Materials and methods: In this study, we employed a systematic approach to develop a discharge date prediction model. We collaborated closely with clinical experts to identify relevant data elements that contribute to the prediction accuracy. Feature engineering was used to extract predictive features from both structured and unstructured data sources. XGBoost, a powerful machine learning algorithm, was employed for the prediction task. Furthermore, the developed model was seamlessly integrated into a widely used Electronic Medical Record (EMR) system, ensuring practical usability.
Results: The model achieved a performance surpassing baseline estimates by up to 35.68% in the F1-score. Post-deployment, the model demonstrated operational value by aligning with MS GMLOS and contributing to an 18.96% reduction in excess hospital days.

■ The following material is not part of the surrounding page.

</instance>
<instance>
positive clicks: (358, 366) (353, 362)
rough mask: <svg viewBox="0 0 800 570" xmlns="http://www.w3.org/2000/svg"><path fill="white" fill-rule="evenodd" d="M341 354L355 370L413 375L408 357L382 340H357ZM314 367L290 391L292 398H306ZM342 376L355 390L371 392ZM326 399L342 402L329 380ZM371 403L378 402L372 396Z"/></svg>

Conclusions: Our findings highlight the effectiveness and potential value of the developed discharge date prediction model in clinical practice. By improving the accuracy of discharge date estimations, the model has the potential to enhance healthcare resource management and patient care planning. Additional research endeavors should prioritize the evaluation of the model's long-term applicability across diverse scenarios and the comprehensive analysis of its influence on patient outcomes.
背景介绍出院日期预测在医疗管理中起着至关重要的作用,它有助于有效的资源分配和患者护理规划。准确估计出院日期可以优化医院运营,促进改善患者预后:在本研究中,我们采用了一种系统方法来开发出院日期预测模型。我们与临床专家密切合作,确定有助于提高预测准确性的相关数据元素。特征工程用于从结构化和非结构化数据源中提取预测特征。预测任务采用了强大的机器学习算法 XGBoost。此外,所开发的模型被无缝集成到一个广泛使用的电子病历(EMR)系统中,确保了实用性:结果:该模型的 F1 分数比基线估计值高出 35.68%。部署后,该模型与 MS GMLOS 保持一致,使超常住院日减少了 18.96%,从而体现了其操作价值:我们的研究结果凸显了所开发的出院日期预测模型在临床实践中的有效性和潜在价值。通过提高出院日期预估的准确性,该模型有望加强医疗资源管理和患者护理规划。其他研究工作应优先评估该模型在不同情况下的长期适用性,并全面分析其对患者预后的影响。